# Photoshop post production effects



## snapcult (Apr 1, 2012)

So I've finally decided to start doing some image processing to try and get some higher end looking effects on my sports images. While I realize the posted image is far from perfect, I was wondering if some people could offer advice and maybe links to some tutorials. This is my attempt at cross processing, but what I'd really like to learn is the effect that looks a little high contrast and a little saturated that you see in SI and other sports magazines.
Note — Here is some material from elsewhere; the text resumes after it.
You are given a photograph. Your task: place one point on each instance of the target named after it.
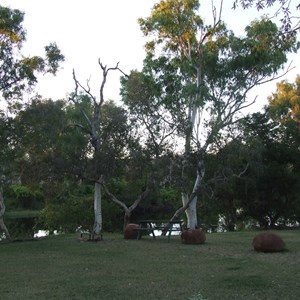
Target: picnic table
(150, 226)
Thanks in advance for any help anyone can offer.


----------



## The_Traveler (Apr 1, 2012)

Before you start 'higher end looking effects', I would think of cropping this to remove all the non-contributory space.


----------



## snapcult (Apr 1, 2012)

Didn't really need it cropped since the client needs lots of negative space for type, but thanks for the processing tip.


----------



## The_Traveler (Apr 1, 2012)

This picture looks cross-processed.
If you put up the original, then perhaps the respondants can show some increased color methods.


----------



## snapcult (Apr 1, 2012)

Here's the original image with no correction. Slight unsharp mask, but no color correction...


----------



## DScience (Apr 1, 2012)

I think you did a fine job with the cross process! For the effect you were going for, I feel you succeeded! :O)


----------



## snapcult (Apr 1, 2012)

Thanks, I was just looking for some others... Not sure which ones SI uses, I think maybe it's high pass or something similar.


----------



## The_Traveler (Apr 1, 2012)

snapcult said:


> Thanks, I was just looking for some others... Not sure which ones SI uses, I think maybe it's high pass or something similar.



High pass is a kind of sharpening technique.
The obstacle to making anything really technique-y with lots of saturation is that there is very little actual color in this image.
The body is underexposed against a dead-flat sky (see histo below)
SI depends on lots of bright colors, very sharp and often with little bright sky - or perhaps exposed for the person.


----------



## snapcult (Apr 1, 2012)

Similar to this maybe...

http://www.chachingonashoestring.com/wp-content/uploads/2010/11/espn-magazine.jpg


----------



## snapcult (Apr 2, 2012)

Thanks. I wasn't exclusively looking for tips in cross processing, just other types of processing. But thanks that filter looks kinda fun I'll have to look it up.


----------